The report, authored by Bowles and his co-chairman former Sen. Alan Simpson, came under fire last week from a broad range of groups, including several tax organizations that faulted the plan for raising taxes across the board even though the brackets were lowered to compensate for the changes.
The mortgage-interest and the employer-provided deductions were targeted by critics for providing tax cuts for the wealthy and tax increases for the middle class.
"Let's bring rates down to 8, 14 and 23, and then, if you want to add back something like the mortgage-interest deduction, then tell us how you're going to pay for it," Bowles said, suggesting that compromise on the report is possible.
From early indications, many changes are likely needed for the report to gain support of 14 of 18 members of the fiscal commission by the Dec. 1 deadline.
Even though that majority support appears dim, Bowles was "hopeful" an agreement could be reached on a plan that could be sent to Congress.
"What we're trying to do is to listen to other people's ideas to see how we can improve this package," he said.
"We've gotten lots of cooperation. We've spent months and months listening to people on both sides of the aisle.
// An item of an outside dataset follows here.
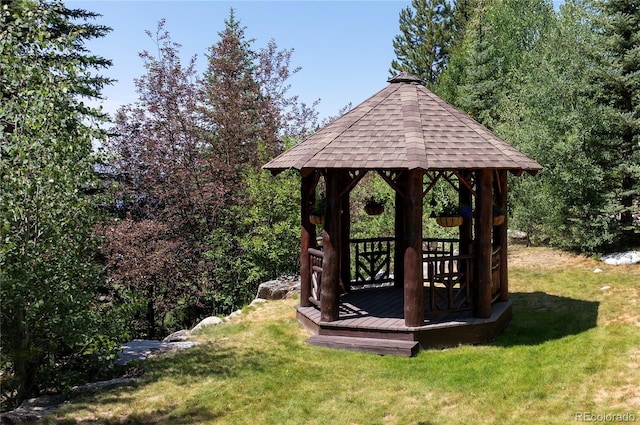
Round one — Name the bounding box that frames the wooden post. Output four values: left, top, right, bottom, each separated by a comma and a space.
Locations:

And that's the way you build up trust and you find compromise and you find a way to really solve what is a very, very difficult problem."
Still, without enough support, Bowles said the commission has started laying a path to smaller deficits and a balanced budget.
"Then what we've done is lay a predicate for this next Congress to deal with where we have $3 of spending cuts for every dollar of revenue increase," he said.